One of the tasks assigned to Bernard is to organize and clean all the software systems in his lab as part of a broader Research Data Management Plan. He decides to use MaPS. The group publishes about 6-7 papers per year (amongst all the researchers in their group), and the majority of these papers contain some software simulation or computational results. Of course, there is quite a bit of discussion in the department, with some people wanting to keep the legacy toolchain, and some wanting to use the more modern one. Since he wouldn’t force people to change their tools, Bernard decided to create several base runtimes in MaPS for them.

When creating a new runtime from scratch (initializing a runtime), MaPS proposes a quite minimal Linux Debian image by default. You can initialize a runtime and then start it in sandbox mode, meaning that any changes you make are intended to be exported. Bernard created two runtimes, one called Proti1 with the legacy core libraries and another Proti2 with the modern libraries.
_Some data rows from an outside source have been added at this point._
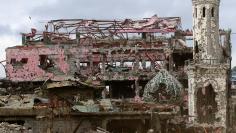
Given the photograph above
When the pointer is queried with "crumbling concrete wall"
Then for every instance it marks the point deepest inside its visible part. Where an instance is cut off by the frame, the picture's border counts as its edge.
(201, 77)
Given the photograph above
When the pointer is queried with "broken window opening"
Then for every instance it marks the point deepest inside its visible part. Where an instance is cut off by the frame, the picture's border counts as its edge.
(45, 62)
(196, 12)
(212, 12)
(204, 12)
(24, 60)
(123, 89)
(161, 93)
(13, 61)
(196, 49)
(83, 65)
(206, 104)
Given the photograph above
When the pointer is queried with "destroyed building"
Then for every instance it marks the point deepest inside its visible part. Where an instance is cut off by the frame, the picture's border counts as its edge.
(122, 76)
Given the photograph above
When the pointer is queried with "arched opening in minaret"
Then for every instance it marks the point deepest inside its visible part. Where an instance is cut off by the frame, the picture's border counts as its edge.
(196, 12)
(204, 12)
(206, 104)
(213, 12)
(196, 49)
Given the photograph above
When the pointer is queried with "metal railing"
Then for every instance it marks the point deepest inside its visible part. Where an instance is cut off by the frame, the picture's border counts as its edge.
(206, 62)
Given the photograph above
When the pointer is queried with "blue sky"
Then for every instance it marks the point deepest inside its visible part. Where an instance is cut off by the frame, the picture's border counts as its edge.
(15, 15)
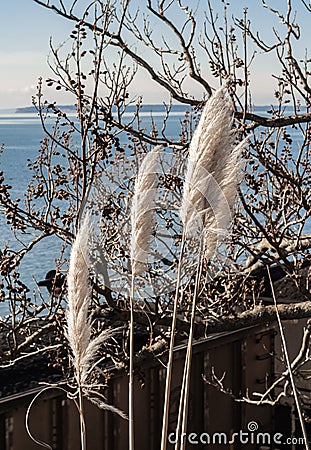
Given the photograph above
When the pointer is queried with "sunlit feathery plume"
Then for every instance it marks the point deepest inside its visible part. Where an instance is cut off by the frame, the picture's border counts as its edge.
(143, 211)
(78, 327)
(211, 178)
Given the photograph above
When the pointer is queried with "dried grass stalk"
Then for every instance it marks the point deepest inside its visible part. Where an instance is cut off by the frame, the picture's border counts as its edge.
(211, 178)
(78, 330)
(143, 211)
(84, 349)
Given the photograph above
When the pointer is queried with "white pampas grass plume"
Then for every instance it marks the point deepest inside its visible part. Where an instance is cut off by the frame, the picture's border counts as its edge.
(143, 211)
(78, 329)
(211, 178)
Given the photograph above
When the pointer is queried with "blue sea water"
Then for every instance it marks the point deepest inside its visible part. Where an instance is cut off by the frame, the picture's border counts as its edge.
(21, 135)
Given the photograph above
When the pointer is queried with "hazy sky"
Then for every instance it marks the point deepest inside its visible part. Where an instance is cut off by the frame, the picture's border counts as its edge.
(24, 46)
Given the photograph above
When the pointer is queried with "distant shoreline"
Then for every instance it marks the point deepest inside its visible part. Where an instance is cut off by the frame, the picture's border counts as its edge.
(130, 108)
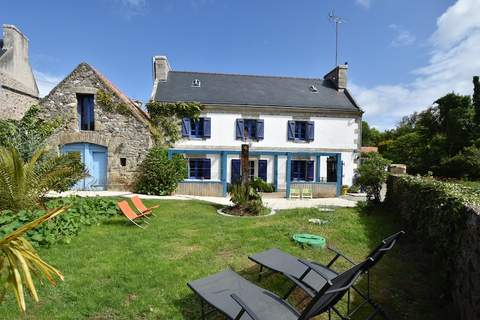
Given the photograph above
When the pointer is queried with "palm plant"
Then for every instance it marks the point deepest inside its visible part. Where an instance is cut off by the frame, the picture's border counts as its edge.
(23, 185)
(18, 259)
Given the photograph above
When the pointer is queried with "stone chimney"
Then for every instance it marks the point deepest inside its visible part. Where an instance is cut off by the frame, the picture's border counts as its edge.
(338, 77)
(161, 68)
(14, 60)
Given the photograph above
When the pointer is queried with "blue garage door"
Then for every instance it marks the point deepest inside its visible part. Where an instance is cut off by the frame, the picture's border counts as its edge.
(94, 157)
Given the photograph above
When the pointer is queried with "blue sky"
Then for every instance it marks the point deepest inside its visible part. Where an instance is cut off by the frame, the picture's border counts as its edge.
(398, 50)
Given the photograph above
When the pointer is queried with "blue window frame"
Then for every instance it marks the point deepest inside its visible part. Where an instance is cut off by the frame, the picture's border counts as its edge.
(250, 128)
(85, 108)
(197, 128)
(199, 168)
(302, 170)
(301, 130)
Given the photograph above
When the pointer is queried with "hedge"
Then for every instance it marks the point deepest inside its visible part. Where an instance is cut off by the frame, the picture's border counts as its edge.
(436, 213)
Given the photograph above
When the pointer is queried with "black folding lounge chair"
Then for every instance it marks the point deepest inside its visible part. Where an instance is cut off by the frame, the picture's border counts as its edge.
(239, 299)
(279, 261)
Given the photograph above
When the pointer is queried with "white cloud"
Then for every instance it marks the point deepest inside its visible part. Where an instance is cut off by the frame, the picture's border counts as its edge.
(454, 60)
(403, 37)
(364, 3)
(46, 82)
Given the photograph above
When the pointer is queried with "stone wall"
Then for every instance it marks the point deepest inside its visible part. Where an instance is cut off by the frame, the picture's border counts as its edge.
(125, 135)
(467, 281)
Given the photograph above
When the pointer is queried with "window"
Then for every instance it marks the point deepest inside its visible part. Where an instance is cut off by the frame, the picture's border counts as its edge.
(302, 170)
(197, 128)
(199, 168)
(85, 108)
(251, 129)
(301, 130)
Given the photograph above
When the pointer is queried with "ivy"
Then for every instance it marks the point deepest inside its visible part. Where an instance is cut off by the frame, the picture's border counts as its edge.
(106, 100)
(166, 117)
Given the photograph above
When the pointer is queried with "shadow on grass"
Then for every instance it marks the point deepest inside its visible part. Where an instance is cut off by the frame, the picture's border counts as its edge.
(405, 282)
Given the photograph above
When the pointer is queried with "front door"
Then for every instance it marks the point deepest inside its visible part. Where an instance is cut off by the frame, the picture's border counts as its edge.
(94, 157)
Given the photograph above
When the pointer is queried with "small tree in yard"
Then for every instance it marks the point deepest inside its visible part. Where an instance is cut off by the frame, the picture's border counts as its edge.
(372, 174)
(160, 175)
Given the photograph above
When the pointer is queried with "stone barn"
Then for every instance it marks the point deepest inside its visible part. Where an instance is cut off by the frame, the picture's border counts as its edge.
(109, 130)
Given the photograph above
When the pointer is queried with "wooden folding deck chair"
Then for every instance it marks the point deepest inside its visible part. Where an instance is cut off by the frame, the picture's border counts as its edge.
(130, 214)
(138, 203)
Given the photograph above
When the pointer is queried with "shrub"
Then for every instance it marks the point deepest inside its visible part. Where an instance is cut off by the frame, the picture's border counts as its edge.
(159, 175)
(83, 212)
(435, 213)
(372, 174)
(261, 186)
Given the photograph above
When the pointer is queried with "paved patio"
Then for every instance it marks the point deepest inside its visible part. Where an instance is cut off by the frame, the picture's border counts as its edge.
(274, 203)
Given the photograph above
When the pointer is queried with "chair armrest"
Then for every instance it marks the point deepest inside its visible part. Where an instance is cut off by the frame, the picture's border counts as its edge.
(245, 308)
(337, 255)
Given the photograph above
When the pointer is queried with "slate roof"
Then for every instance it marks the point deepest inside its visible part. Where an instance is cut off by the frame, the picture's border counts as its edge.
(250, 90)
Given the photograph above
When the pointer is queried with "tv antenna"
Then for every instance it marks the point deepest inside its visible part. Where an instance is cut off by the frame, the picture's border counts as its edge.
(337, 20)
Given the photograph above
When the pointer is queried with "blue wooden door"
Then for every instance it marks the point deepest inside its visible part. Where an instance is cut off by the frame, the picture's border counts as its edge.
(94, 157)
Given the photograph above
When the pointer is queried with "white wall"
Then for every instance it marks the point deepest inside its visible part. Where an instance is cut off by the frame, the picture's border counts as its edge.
(332, 134)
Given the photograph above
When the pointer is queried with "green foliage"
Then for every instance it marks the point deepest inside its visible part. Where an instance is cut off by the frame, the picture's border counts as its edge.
(167, 117)
(27, 134)
(464, 165)
(261, 186)
(106, 100)
(435, 212)
(372, 173)
(23, 185)
(159, 175)
(370, 136)
(82, 212)
(246, 200)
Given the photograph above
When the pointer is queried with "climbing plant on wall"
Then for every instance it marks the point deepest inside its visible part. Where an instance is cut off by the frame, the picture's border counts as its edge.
(166, 117)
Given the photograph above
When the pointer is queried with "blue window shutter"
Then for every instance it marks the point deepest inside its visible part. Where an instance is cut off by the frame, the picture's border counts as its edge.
(260, 125)
(310, 170)
(235, 173)
(310, 134)
(206, 169)
(262, 169)
(206, 127)
(186, 127)
(291, 130)
(239, 129)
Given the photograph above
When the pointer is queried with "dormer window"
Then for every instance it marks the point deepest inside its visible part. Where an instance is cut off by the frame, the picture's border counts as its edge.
(196, 83)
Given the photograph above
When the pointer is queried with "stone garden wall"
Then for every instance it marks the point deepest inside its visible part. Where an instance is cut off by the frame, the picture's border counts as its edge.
(125, 133)
(445, 219)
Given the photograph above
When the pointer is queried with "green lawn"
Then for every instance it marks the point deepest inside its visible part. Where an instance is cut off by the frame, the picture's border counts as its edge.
(118, 271)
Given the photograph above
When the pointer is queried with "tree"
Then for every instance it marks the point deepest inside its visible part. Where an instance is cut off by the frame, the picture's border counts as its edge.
(476, 99)
(370, 136)
(158, 174)
(372, 174)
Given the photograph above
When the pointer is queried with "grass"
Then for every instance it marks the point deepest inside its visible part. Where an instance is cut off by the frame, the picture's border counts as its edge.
(118, 271)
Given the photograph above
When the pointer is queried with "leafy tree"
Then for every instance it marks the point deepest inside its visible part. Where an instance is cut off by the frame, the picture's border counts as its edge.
(167, 117)
(370, 136)
(372, 174)
(476, 99)
(28, 134)
(23, 185)
(160, 175)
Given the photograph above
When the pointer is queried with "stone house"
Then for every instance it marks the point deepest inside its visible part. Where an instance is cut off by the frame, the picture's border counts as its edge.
(109, 130)
(18, 88)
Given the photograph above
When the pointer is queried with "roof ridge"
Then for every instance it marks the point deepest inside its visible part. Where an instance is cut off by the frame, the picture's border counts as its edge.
(247, 75)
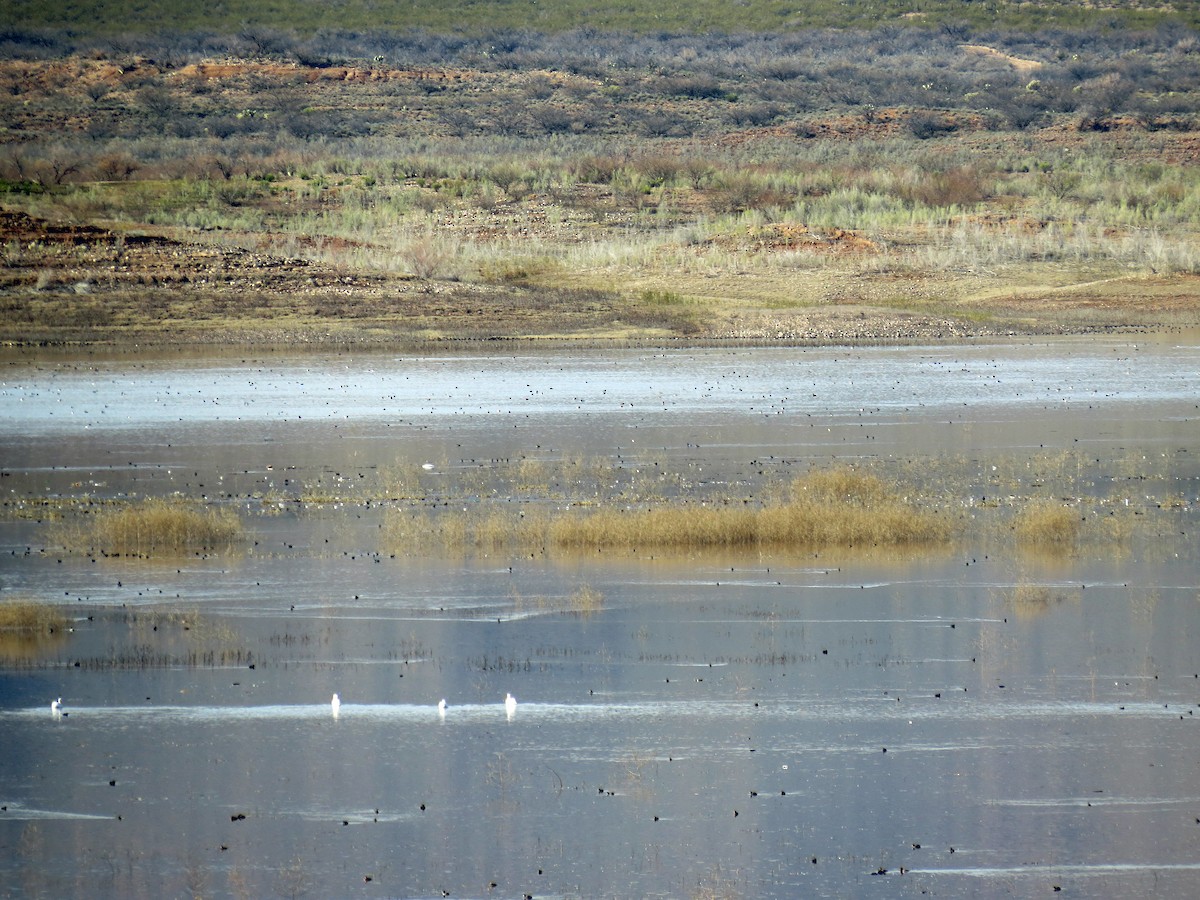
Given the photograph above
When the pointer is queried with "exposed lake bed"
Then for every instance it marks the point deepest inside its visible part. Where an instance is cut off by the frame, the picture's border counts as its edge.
(977, 717)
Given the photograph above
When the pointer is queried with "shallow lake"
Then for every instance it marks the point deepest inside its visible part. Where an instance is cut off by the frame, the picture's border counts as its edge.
(814, 724)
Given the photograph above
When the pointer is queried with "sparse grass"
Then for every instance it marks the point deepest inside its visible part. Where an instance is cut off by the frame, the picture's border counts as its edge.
(839, 508)
(1048, 523)
(155, 528)
(30, 617)
(843, 508)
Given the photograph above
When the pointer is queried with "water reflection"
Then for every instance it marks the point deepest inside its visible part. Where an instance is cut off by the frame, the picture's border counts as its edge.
(721, 725)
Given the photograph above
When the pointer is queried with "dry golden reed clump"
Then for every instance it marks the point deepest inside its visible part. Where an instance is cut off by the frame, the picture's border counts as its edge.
(1048, 523)
(835, 508)
(159, 528)
(30, 617)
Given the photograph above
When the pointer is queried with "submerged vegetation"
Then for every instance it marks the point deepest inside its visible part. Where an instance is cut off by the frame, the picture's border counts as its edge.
(154, 527)
(843, 507)
(831, 509)
(30, 618)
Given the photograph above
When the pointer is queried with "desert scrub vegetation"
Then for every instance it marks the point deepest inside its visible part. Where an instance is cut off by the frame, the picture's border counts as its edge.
(313, 29)
(609, 185)
(154, 527)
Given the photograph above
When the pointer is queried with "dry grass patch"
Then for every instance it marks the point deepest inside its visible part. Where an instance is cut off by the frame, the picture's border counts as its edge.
(1048, 523)
(840, 508)
(157, 528)
(30, 617)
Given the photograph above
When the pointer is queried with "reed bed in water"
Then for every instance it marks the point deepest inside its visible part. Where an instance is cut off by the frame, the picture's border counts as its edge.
(155, 527)
(840, 507)
(1047, 523)
(30, 617)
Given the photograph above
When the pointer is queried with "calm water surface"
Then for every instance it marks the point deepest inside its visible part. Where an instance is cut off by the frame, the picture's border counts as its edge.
(840, 725)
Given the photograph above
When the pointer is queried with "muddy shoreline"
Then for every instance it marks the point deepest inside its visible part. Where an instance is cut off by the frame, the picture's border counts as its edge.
(97, 289)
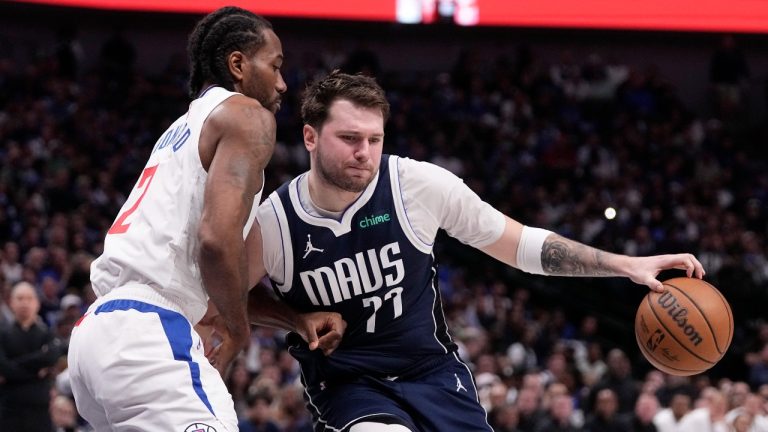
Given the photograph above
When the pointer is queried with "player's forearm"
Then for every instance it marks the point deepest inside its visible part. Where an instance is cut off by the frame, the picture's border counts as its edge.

Each one of these runtimes has its own tools, interpreters, and libraries. Then each researcher that authors a paper inside the group can take any of the two runtimes and expand it with the code developed in their research, using R, Python, or any system of their preference.

Researchers do their daily coding and testing in their own (host) operating systems, but anything that is meant to be associated with a publication must be eventually packed in a MaPS runtime, and tested in the guest OS. Every time a researcher in the group is about to publish a paper, they must freeze a runtime by doing a commit, so its state is saved. This runtime will stay associated with the article. To share runtimes more easily, you can upload the runtime to a remote repository. Bernard contacted the MaRDI team to start their own MaPS repository in their university**, for the runtimes of their research group, since they expect to grow by 6-7 runtimes per year. The permanent link to the repository is included in the published article, so both parts stay connected. An open-access version of the article is included in the runtime for convenience.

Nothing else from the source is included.